Thanks guys for looking into this issue I'm having. It is bugging the crap out of me.

Jonathan, from what I can tell by looking at one of my blocks the oil pressure pickup for my gauge is on the entering side of the relief vale. From what Boomer is telling me, that spring starts dumping oil back into the timing cover case at 20psi.

The oil that is not dumped into the case enters the flywheel side main bearing at the 1:00 position. The crank is drilled to feed oil to the rod journal and the oil that is left leaves the main bearing at the 11:00 position to feed the flywheel side cam bearing.

Back in the block before the relief valve, the passage is drilled to feed the crossover pipe to the pto side of the engine. A lot of times this pipe will get crushed if the engine throws a rod but I checked it and flushed it with brake cleaner and compressed air when it came back from the machine shop. Here is what it looks like. The area that looks crushed is for clearance of the rod.
DSCN2078.jpg
The crossover pipe feeds oil into the bearing cap on the pto side. Here you can see the oil passage at the 7:00 position on the cap.
DSCN2046.jpg
This feeds the oil to the pto side main bearing and the crank is drilled to feed the rod journal. The cam bearing on the pto side is not pressure lubed. The rely on oil "walking up the cam" to lubricate it.(can you believe that?)

That is about as good as I can describe it.

New oil pump...they don't exist and are NLA. I'll pull one apart and get some pics. They look to be built well but I guess they can wear. No plastic junk here.
DSCN2052.jpg DSCN2037.jpg

The crank was ground .10 under and new main bearings were installed. The cam was not ground but had new bearings installed.

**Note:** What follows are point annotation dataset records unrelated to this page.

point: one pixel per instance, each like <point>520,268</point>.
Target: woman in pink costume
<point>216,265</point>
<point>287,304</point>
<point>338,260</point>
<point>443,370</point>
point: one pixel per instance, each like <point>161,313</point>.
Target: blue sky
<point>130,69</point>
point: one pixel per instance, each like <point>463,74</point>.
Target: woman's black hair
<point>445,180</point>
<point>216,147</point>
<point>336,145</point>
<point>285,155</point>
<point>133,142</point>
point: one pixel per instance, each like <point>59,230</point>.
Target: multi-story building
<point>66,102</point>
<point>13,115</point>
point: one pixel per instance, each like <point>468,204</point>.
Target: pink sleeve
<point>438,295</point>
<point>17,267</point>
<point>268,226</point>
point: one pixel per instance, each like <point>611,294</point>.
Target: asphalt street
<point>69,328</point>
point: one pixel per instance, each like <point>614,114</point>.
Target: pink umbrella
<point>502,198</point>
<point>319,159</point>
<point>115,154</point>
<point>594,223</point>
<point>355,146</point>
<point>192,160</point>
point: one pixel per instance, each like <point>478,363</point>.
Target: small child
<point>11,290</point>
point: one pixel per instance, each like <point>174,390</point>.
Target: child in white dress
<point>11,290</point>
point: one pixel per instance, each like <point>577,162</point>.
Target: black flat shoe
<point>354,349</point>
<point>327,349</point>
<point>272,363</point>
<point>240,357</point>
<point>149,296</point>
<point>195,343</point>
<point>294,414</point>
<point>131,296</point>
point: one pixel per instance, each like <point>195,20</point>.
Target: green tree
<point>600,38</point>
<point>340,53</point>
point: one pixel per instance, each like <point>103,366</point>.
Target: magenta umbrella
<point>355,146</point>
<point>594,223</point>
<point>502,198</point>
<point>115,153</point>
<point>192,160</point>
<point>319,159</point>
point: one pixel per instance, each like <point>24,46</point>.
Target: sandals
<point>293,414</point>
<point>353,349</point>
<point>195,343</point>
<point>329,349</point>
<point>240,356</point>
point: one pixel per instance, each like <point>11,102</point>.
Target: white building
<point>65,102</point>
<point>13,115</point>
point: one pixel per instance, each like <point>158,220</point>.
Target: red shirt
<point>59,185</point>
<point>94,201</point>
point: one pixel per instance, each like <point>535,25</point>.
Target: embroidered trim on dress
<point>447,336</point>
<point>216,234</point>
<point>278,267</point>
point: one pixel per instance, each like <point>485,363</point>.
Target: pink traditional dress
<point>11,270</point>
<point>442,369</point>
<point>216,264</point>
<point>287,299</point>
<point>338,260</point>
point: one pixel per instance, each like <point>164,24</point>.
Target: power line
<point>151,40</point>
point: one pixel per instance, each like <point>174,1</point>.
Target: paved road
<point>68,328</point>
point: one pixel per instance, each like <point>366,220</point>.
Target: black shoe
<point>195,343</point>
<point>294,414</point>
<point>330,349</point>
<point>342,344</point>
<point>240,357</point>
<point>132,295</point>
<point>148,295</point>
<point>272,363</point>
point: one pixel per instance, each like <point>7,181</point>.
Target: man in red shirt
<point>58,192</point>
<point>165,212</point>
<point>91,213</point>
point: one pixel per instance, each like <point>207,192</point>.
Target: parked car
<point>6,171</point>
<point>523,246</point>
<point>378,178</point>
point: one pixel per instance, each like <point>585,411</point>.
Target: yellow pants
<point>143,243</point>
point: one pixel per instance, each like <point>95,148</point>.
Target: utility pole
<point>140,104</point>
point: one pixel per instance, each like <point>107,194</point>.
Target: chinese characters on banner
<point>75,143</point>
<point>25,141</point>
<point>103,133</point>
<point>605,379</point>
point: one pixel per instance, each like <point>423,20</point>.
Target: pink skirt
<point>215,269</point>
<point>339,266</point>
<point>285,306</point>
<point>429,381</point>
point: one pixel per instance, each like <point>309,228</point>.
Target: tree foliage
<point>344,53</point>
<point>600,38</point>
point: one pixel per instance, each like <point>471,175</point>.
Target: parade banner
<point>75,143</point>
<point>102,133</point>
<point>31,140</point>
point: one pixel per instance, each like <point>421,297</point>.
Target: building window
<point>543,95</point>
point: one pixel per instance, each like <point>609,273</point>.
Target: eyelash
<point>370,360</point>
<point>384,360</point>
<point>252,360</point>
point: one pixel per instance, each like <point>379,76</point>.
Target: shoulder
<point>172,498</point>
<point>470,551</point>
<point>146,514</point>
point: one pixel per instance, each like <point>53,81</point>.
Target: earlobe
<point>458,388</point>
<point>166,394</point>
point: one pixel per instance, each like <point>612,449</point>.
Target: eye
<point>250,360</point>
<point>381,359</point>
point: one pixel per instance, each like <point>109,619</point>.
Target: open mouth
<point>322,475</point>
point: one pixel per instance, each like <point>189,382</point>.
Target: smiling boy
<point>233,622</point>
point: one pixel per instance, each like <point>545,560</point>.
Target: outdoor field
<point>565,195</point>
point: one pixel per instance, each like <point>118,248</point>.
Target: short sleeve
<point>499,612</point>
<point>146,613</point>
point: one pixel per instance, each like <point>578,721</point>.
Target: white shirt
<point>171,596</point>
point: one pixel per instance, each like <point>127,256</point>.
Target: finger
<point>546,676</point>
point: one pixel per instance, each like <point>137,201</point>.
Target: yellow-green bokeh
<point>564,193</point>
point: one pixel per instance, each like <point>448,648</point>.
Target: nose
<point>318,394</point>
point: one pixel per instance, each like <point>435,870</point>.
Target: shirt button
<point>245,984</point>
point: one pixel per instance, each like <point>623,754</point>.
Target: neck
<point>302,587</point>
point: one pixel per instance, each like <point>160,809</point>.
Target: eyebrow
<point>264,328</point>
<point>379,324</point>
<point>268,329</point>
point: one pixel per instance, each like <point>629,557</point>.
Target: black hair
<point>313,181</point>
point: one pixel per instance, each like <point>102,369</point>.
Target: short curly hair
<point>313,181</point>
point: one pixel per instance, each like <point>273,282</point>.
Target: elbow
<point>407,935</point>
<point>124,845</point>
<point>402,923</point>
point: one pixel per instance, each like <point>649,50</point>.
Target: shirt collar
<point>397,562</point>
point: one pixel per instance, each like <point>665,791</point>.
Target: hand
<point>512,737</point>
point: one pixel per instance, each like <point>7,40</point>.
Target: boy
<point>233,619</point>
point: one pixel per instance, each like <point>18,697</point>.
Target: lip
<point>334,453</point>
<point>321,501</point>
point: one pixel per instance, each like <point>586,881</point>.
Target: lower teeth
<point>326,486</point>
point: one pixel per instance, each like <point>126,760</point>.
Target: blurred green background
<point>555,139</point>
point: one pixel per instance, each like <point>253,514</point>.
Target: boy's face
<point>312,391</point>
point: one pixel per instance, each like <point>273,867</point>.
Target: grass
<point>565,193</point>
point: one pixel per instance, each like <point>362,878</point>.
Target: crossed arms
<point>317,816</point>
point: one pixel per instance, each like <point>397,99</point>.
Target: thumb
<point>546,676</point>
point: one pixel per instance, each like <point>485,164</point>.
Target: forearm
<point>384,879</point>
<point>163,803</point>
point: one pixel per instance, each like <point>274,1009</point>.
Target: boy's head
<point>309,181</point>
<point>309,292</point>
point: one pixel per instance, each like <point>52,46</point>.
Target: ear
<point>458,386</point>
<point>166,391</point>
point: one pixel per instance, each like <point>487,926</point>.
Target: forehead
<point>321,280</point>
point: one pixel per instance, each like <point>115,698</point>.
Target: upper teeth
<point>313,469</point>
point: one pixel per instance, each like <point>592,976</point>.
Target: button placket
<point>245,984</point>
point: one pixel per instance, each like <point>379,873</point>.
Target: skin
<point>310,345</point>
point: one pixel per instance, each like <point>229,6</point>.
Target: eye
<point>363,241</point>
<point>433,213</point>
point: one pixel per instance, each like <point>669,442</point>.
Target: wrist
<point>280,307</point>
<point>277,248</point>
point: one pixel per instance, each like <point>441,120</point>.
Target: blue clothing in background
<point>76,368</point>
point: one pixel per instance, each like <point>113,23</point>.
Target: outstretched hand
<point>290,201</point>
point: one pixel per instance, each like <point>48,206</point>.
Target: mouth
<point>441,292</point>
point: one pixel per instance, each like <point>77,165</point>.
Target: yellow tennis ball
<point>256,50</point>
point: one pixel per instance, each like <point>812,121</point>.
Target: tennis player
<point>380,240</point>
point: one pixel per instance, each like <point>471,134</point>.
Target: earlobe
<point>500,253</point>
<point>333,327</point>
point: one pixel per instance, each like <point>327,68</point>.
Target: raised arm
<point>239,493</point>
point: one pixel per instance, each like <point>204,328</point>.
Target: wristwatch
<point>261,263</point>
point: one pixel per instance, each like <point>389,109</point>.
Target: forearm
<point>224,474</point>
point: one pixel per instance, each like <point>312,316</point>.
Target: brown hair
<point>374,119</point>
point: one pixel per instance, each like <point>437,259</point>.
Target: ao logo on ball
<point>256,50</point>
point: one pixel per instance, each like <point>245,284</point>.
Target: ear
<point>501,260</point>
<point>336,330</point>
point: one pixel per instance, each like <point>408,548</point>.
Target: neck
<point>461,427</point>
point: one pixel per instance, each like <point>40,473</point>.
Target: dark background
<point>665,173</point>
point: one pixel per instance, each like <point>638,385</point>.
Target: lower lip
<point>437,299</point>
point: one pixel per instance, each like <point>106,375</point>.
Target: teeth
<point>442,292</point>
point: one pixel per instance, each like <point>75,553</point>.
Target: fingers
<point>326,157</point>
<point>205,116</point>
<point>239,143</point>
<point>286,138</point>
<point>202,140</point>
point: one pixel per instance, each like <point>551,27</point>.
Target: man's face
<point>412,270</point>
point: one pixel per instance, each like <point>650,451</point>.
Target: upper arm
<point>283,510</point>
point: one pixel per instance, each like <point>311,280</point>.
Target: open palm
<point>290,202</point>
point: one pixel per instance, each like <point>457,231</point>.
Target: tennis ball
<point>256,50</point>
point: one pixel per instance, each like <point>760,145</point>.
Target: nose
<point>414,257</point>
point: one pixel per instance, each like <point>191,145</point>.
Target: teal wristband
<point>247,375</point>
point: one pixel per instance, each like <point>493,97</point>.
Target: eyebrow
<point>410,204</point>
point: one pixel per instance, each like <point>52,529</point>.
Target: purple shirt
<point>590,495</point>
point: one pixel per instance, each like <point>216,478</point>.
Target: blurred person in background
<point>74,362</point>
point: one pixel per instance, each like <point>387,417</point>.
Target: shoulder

George, I'm fine with 20 psi max but at low idle it scares me when it drops to what looks like 0 on my gauge. I'm thinking that is why a lot of these machines twist off the pto end rods from lack of oil traveling to that side of the engine.

Terry, they sure do have a sound of their own.

I would like to thank you guys for taking the time on this issue I'm having. Maybe if someone is foolish enough to rebuild one in the future this will help them.